Dopo l’8 settembre del 1943 con la fuga del re e di Badoglio a Pescara per mettersi al riparo degli alleati che nel frattempo avevano conquistato il sud l’Italia, la penisola era divisa in due parti; fino ad Ortona gli alleati, nella parte centrale ed al nord i tedeschi. In tutte le regioni si formarono bande di patrioti per contrastare i nazi-fascisti.
Anche il capitano Nebbia, all’epoca guardiamarina prese parte attiva nell’organizzare una banda di trenta uomini ai suoi diretti ordini che potevano contare su armi che venivano nascoste nelle grotte che portavano ad Acquaviva Picena. Il Nebbia in questa sua attività ebbe l’appoggio dell’allora sottotenente Carlo Alberto Della Chiesa, comandante della locale stazione dei Carabinieri – divenuto in seguito generale e trucidato con la moglie dalla mafia - Fu proprio Della Chiesa che la sera del 4 ottobre avvertì il Nebbia della notizia che al mattino seguente i tedeschi sarebbero arrivati e si sarebbero impossessati di circa venti motopescherecci, l’intera flottiglia che era nel porto di San Benedetto. Senza esitazione il Nebbia pose in atto il suo piano con l’appoggio di Della Chiesa.
All’una di notte furono svegliati tutti i capibarca e gli uomini degli equipaggi ed eludendo la sorveglianza delle sentinelle tedesche i pescherecci, al comando del Nebbia presero il largo “a fanali spenti e nel massimo silenzio”. Si imbarcarono anche alcuni familiari degli uomini degli equipaggi per timore delle inevitabili rappresaglie. I pescherecci dapprima fecero rotta verso Lissa in Jugoslavia ma dopo alcune ore invertirono la rotta dirigendosi verso i porti dell’Italia liberata di Manfredonia e Termoli ove giunsero nella tarda mattinata del 5 ottobre.

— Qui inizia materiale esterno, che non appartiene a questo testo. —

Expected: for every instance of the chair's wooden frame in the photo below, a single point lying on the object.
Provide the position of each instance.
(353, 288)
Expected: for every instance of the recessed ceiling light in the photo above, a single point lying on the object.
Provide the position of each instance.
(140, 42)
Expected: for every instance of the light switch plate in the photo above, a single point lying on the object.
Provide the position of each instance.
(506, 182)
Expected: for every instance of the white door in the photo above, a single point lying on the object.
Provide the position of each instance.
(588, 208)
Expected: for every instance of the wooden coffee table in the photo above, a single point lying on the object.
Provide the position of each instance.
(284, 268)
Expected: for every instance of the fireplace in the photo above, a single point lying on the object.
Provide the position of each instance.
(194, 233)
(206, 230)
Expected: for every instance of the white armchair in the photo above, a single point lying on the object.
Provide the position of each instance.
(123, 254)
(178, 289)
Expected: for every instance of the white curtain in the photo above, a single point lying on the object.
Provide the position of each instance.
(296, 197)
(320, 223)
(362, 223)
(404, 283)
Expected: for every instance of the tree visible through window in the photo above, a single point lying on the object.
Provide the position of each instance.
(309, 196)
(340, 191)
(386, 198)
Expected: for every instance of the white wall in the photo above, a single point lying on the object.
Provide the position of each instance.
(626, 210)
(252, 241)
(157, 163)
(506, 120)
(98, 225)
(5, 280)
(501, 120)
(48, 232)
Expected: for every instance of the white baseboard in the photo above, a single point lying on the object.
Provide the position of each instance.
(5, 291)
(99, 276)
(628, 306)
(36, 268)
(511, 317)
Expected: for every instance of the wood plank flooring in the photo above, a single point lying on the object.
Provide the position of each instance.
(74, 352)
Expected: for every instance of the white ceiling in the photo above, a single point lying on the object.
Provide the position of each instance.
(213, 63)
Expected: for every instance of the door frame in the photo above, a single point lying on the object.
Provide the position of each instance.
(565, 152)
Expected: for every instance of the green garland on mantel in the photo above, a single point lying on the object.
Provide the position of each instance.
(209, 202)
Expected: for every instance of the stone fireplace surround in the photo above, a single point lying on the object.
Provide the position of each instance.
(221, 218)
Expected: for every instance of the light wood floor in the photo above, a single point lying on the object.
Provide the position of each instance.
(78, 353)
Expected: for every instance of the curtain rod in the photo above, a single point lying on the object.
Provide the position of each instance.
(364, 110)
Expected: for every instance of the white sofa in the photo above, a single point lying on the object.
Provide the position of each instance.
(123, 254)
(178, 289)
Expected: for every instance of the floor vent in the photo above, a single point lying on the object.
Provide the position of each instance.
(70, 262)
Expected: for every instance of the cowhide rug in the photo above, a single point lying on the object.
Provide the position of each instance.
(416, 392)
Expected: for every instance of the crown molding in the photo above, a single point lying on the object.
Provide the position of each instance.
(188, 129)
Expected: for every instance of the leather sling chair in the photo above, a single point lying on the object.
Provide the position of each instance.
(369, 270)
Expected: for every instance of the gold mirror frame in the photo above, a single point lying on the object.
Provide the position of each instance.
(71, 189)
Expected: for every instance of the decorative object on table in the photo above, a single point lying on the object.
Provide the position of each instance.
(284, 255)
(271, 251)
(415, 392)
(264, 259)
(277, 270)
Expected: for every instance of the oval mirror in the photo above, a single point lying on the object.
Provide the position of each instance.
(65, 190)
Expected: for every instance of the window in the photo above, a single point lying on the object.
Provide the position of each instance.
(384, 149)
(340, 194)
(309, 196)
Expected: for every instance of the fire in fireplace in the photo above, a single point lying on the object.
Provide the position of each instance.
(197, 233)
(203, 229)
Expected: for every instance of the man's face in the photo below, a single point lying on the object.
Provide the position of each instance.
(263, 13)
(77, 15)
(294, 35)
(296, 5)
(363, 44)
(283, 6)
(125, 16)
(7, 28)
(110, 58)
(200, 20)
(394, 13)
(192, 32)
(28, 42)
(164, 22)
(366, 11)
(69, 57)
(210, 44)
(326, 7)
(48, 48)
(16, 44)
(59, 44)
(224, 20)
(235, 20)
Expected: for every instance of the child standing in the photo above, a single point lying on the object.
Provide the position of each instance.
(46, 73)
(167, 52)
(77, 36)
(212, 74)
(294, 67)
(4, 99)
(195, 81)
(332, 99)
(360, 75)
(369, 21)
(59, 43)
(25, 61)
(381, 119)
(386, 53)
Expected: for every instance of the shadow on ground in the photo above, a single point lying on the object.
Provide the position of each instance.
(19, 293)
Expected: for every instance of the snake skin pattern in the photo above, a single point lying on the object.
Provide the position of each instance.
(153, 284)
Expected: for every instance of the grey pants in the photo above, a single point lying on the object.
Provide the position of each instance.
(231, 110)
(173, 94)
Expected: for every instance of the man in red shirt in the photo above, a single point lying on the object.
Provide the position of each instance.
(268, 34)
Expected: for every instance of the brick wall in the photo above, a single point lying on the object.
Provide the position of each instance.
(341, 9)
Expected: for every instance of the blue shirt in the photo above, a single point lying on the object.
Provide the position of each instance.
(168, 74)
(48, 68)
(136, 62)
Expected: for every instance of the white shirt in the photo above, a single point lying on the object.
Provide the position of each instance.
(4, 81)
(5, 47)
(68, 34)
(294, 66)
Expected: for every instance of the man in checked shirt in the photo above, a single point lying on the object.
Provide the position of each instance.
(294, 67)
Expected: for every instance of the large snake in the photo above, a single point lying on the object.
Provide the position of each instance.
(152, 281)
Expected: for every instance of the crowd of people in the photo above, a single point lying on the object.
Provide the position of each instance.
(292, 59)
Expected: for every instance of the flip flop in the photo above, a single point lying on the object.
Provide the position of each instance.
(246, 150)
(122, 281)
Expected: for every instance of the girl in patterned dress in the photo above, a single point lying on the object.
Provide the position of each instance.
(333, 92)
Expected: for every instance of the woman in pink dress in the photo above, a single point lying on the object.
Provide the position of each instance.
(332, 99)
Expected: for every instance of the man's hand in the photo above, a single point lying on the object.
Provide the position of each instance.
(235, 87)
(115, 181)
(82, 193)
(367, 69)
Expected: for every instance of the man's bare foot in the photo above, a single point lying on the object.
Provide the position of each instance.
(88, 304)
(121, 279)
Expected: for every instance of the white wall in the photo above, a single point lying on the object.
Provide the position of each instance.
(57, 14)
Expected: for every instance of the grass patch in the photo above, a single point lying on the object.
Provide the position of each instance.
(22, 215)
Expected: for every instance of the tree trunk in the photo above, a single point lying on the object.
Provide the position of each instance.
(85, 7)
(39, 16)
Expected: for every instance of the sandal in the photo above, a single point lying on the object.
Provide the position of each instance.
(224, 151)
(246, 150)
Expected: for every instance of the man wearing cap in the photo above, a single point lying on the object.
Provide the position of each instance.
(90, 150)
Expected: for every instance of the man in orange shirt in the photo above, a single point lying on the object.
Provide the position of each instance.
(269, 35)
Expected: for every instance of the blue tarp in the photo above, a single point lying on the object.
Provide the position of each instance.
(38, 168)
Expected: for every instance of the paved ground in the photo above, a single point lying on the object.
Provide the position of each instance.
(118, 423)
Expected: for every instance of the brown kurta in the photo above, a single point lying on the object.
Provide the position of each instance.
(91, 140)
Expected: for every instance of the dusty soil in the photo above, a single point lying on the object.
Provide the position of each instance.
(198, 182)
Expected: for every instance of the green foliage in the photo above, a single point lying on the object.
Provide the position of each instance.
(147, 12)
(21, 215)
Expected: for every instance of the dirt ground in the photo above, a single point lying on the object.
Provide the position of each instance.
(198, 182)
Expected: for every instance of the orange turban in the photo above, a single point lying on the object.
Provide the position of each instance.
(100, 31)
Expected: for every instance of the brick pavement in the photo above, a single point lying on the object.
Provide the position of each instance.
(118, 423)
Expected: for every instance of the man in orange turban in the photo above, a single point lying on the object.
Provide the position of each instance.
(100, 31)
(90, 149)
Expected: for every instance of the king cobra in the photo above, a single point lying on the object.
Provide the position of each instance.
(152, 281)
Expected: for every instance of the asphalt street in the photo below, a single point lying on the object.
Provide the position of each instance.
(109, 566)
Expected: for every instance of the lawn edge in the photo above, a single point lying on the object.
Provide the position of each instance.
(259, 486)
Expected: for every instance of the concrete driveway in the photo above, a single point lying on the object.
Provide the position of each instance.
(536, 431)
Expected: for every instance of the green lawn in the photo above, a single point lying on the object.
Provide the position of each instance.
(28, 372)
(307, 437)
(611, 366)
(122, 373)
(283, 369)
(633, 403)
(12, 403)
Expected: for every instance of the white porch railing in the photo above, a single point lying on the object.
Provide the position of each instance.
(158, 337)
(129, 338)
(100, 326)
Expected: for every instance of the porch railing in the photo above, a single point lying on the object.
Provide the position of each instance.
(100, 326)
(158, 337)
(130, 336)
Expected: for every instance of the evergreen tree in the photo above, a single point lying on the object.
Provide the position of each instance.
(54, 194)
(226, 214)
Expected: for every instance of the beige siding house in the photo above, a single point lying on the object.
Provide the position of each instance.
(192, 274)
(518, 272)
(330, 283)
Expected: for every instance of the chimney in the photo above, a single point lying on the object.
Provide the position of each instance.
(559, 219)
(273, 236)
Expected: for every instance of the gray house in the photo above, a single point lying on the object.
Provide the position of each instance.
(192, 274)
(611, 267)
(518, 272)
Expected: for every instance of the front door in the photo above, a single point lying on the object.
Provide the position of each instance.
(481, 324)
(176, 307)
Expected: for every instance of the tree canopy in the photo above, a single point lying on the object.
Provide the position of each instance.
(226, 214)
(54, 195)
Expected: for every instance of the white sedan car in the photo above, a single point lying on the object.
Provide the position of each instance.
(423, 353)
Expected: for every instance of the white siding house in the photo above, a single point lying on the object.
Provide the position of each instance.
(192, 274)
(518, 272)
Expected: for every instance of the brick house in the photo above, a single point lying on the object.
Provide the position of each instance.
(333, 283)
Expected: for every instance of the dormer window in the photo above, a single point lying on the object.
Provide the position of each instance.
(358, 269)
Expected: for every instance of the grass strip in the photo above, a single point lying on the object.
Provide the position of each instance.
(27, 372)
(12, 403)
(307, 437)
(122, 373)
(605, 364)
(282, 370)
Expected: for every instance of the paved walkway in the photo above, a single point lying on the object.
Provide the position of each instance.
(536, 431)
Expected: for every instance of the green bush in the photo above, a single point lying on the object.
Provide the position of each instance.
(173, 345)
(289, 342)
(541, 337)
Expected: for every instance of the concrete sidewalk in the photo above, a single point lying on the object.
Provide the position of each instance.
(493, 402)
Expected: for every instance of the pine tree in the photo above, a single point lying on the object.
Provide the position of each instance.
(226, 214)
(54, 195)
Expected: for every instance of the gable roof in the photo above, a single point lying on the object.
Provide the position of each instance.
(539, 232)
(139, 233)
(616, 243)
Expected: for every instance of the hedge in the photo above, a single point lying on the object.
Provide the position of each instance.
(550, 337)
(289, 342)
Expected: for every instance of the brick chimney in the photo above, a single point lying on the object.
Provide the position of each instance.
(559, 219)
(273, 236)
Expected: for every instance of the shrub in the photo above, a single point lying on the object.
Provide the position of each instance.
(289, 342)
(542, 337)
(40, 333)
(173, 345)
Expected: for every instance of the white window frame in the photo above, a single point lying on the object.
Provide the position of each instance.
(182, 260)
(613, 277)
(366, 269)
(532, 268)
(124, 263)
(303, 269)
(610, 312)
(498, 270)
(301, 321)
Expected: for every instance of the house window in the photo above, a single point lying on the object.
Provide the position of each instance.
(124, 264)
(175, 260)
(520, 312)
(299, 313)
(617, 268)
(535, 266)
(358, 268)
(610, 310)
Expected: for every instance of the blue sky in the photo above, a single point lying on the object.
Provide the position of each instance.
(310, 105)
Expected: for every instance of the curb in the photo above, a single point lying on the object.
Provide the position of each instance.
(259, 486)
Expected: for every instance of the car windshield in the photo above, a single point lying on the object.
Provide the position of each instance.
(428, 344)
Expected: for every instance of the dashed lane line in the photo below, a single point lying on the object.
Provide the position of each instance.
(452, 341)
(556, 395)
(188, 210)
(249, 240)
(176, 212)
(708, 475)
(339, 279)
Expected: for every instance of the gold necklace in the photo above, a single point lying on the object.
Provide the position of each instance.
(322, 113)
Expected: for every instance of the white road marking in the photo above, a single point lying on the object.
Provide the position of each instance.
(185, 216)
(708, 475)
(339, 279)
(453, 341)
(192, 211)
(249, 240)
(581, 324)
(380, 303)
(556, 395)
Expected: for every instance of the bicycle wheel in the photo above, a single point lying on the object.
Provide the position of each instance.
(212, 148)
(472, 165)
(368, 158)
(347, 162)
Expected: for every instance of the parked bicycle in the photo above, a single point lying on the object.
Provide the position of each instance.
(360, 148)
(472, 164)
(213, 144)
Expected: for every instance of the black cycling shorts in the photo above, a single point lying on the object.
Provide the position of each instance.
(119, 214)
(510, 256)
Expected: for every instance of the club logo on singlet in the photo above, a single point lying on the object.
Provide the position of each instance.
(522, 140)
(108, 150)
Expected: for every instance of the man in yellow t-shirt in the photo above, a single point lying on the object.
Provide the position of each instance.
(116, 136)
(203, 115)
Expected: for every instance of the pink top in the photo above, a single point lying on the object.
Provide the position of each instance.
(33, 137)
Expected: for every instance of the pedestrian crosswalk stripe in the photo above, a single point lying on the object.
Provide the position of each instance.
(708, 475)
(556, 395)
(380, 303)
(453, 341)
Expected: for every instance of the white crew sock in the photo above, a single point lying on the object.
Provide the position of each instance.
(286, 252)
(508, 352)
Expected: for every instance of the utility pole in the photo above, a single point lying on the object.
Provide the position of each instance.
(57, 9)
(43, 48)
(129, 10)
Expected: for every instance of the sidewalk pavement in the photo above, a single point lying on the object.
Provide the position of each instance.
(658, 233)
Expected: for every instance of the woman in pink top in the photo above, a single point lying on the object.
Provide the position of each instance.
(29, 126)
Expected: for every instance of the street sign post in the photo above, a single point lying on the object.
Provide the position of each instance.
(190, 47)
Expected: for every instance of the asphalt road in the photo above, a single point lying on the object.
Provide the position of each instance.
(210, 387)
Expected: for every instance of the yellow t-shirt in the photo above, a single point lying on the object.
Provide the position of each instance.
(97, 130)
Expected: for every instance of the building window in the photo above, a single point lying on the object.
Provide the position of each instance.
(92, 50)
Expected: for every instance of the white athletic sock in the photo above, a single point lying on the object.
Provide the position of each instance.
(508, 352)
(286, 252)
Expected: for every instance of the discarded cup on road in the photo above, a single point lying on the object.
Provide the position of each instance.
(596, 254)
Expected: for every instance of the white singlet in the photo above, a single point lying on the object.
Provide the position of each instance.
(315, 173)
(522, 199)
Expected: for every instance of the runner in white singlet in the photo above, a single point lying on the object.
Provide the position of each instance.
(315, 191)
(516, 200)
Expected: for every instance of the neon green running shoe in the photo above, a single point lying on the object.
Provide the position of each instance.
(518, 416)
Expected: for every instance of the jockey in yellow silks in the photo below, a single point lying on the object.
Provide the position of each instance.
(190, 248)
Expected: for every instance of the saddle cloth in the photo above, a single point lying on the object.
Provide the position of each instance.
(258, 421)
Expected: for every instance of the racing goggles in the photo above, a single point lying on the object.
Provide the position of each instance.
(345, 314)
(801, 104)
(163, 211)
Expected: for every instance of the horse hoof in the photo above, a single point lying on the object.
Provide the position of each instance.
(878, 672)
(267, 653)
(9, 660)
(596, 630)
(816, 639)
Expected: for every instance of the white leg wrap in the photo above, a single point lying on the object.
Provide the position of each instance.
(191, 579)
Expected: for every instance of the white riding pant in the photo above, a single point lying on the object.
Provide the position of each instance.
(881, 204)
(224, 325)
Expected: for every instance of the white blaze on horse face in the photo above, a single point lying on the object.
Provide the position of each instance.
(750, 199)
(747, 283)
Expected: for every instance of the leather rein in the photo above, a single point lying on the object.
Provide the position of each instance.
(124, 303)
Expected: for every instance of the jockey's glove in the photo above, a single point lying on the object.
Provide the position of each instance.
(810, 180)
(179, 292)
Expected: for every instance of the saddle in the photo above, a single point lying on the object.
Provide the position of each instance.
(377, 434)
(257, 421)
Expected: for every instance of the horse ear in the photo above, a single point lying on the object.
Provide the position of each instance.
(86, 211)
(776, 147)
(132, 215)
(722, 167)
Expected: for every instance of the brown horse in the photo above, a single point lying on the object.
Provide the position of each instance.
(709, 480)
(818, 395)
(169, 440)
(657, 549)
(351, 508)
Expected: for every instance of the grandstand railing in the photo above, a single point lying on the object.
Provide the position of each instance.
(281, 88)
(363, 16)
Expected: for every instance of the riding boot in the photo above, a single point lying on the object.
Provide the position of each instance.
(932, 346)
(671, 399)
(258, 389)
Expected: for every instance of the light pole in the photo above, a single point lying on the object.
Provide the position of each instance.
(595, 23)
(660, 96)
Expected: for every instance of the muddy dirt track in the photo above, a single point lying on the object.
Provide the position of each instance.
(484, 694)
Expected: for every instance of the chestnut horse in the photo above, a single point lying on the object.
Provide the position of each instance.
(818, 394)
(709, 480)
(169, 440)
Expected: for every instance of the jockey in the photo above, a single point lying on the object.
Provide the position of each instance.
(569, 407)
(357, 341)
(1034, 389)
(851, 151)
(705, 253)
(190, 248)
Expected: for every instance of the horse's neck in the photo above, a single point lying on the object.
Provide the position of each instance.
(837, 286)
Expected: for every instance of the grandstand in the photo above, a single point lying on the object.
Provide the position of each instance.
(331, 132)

”Fu così che parecchi armatori di San Benedetto poterono ricostruire le proprie fortune grazie alla rischiosa impresa condotta da mio padre” ci dice la professoressa Nebbia, figlia dell’illustre capitano ed orgogliosa di mostrarci l’attestato di merito concesso a Giovanni Nebbia e firmato dal generale Alexander, allora capo supremo delle forze alleate. Il Nebbia,in seguito, non potendo ritornare nel territorio di San Benedetto perché ricercato dalle forze nazi-fasciste, si mise a disposizione degli alleati divenendo ben presto “l’esperto capitano della costa adriatica”, e contribuì validamente alla liberazione del territorio. Una stele nel porto di San Benedetto del Tronto ricorda ora alle nuove generazioni la rischiosa impresa attuata per la conquista della libertà.